Concepedia

TLDR

The paper proposes conceptual tools for cultural geographers to study architecture, centering on the modernist residential highrise and offering a template for scholarship that engages the technical work of such structures. It applies material semiotics to interrogate the highrise’s global reach, uniformity, and scale, rethinks diffusionist explanations toward translation, and illustrates the approach with case studies of highrise suicides in Singapore and the Ronan Point collapse inquiry. The study concludes that the scale of a modernist highrise is produced relationally and in specific contexts, reshaping how geographers understand “big” and “global” built forms.

Abstract

This paper sketches some conceptual tools by which cultural geographers might advance geographies of architecture.

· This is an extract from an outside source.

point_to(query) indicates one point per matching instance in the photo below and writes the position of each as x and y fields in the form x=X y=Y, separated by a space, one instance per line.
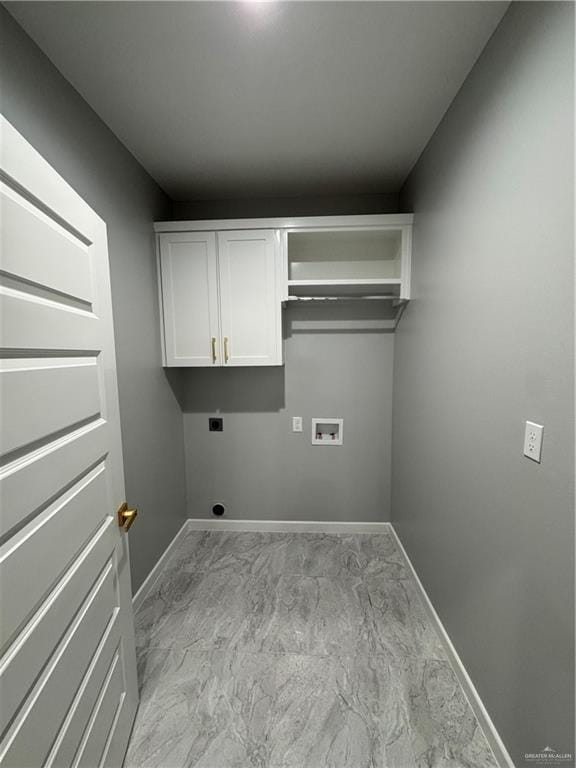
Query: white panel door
x=68 y=687
x=250 y=306
x=189 y=275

It does so by thinking specifically about one architectural form: the modernist residential highrise, which is the ‘big thing’ of this paper. The paper draws on recent developments in material semiotics in order to interrogate features often uniquely associated with the highrise, such as its global reach, uniformity, and scale. The paper first rethinks how cultural geography has traditionally explained the movement of built forms, explicitly turning from diffusionist accounts to the notion of translation. It then offers a reconsideration of the way geographers might think about scale in relation to a ‘big’ and ‘global’ thing like the modernist highrise, arguing that scale is produced relationally and in specific contexts. Finally, it offers a template for cultural geographical scholarship which takes seriously the technical work entailed in things, like a highrise, materialising or de-materializing. It does so by way of two illustrative stories: one about the productive social science of highrise suicides in Singapore; the other about the destructive role of the inquiry into collapse of Ronan point in the UK.